Regardless of your job situation, this is a good time to make adjustments to protect yourself against job loss or wage reduction. You can think through your long-term income potential and job security and consider ways to insulate your family from income loss as the impact of COVID-19 unfolds over the coming months and years. You may also want to make your budget more conservative, increase your savings, and reduce non-essential spending.
Look at payment reduction options
While your income may seem stable now, that may not be true a few months down the road as the economic crisis stretches out. To be prepared for financial difficulties, familiarize yourself now with programs that allow for payment deferment or reduction on key debts.
Mortgage payments: If a time comes when you can’t make your mortgage payment, call your bank. Many states will allow property owners to take a “holiday” from mortgage payments if their cash flow has been impacted by COVID-19. Lending institutions may allow you to postpone payments without incurring late fees, extra interest, or a negative impact on your credit score.
Credit card payments: In the wake of COVID-19 financial hardship, many credit card companies are offering relief to their clients in the form of lower interest rates, reduced fees, and delayed monthly payments.
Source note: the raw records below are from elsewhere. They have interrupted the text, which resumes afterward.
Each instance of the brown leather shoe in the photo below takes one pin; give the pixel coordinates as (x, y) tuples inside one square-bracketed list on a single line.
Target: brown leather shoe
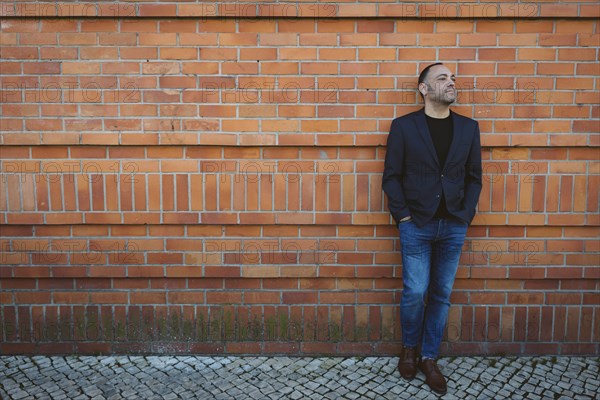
[(433, 377), (407, 365)]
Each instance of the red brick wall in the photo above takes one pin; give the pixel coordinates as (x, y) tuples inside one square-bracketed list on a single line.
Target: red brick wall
[(207, 178)]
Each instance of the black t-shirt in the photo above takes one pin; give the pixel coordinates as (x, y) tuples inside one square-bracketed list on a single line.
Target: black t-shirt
[(441, 131)]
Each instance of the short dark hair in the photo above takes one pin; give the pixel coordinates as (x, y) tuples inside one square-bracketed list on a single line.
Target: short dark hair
[(423, 74)]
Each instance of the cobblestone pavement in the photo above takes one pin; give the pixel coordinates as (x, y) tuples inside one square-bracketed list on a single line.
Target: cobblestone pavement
[(193, 377)]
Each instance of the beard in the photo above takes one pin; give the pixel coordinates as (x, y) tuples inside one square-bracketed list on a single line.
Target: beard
[(446, 97)]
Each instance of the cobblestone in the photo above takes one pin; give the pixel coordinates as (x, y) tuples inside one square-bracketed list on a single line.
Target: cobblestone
[(257, 378)]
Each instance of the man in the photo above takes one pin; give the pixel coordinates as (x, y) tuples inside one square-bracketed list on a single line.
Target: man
[(432, 180)]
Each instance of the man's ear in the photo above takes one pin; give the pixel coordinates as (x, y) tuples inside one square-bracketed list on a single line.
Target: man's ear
[(423, 88)]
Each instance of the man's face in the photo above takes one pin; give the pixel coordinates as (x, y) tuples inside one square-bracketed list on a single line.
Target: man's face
[(439, 85)]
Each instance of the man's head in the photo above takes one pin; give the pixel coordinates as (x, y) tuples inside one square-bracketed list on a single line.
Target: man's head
[(436, 84)]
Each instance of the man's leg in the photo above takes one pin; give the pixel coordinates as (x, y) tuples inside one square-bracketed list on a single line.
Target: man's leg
[(416, 257), (444, 263)]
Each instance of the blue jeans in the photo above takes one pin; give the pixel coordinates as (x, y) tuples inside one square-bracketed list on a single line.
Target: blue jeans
[(430, 256)]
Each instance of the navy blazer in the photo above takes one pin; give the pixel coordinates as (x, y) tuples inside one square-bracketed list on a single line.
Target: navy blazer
[(414, 180)]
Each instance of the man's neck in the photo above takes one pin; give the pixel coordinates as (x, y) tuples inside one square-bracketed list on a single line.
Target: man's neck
[(435, 110)]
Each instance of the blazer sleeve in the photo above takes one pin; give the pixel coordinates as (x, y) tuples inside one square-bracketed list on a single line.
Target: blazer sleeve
[(392, 173), (473, 174)]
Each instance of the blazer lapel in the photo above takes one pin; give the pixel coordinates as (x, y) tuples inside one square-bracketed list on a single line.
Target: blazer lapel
[(423, 130)]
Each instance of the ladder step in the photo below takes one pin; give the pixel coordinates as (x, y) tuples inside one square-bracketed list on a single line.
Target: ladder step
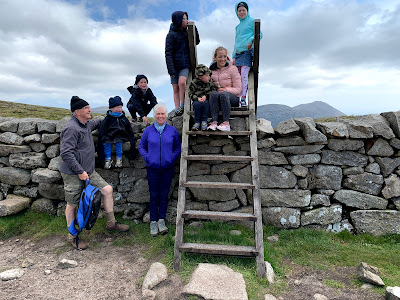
[(219, 249), (210, 132), (219, 157), (218, 185), (218, 215)]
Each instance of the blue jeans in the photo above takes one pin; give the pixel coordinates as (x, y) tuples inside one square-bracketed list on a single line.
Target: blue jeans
[(159, 181), (201, 110), (108, 148)]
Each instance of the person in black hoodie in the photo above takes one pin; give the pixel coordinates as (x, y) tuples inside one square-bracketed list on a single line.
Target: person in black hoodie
[(142, 100), (115, 129), (177, 57)]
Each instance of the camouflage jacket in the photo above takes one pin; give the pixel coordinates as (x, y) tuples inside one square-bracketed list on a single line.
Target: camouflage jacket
[(198, 89)]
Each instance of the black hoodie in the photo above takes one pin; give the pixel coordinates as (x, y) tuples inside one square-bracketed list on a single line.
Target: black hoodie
[(177, 45)]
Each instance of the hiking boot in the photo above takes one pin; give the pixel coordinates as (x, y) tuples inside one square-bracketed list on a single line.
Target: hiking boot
[(108, 163), (118, 227), (196, 127), (118, 164), (213, 126), (224, 127), (153, 228), (76, 243), (161, 226)]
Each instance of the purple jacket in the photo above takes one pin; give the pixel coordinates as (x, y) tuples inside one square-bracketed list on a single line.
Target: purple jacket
[(160, 151)]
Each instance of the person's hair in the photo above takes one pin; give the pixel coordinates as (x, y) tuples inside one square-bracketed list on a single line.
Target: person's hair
[(160, 105), (220, 48)]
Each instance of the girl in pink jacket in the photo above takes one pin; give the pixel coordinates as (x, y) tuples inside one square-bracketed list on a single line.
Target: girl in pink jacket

Contact your credit card company for details about their COVID-19 relief plan.
Federal student loan payments: The US Department of Education currently has reduced the interest rates on federally-backed student loans to 0 percent for a minimum of 60 days, and graduates can also take a break from payments for at least two months if they call 1-800-4FED-AID and request it.
Reconsider your real estate
Your biggest monthly budget item is likely your rent or mortgage. Financial setbacks, such as a job loss, can become severe if you can’t pay it. If you’re a renter and you’re anticipating or experiencing a financial hardship, ask your landlord for a temporary reduction in your monthly payment or if you can apply your security deposit toward rent. In a more extreme scenario, you may need to get out of your lease early and move to a more affordable rental.
If you’re a homeowner, call your bank and ask for mortgage relief, such as deferred payments or temporarily paying interest only on your mortgage. With interest rates extremely low, this may be an ideal time to refinance your mortgage to decrease your payments or shorten your loan terms so that you can pay it off more quickly.
Is it time for more investments?
While your inclination may be to save right now, you may be missing out on excellent investment opportunities. Many stock prices are low, making it a good time to enter the long-term investment market or temporarily increase contributions to your 401(k). Bear markets have rebounded above average for several years, a historic trend that could play out again when the COVID-19 recovery begins.
As with any risk, however, caution is always advised. Before you step further into the market, make sure you have a generous emergency savings fund, stable expenses, and job security.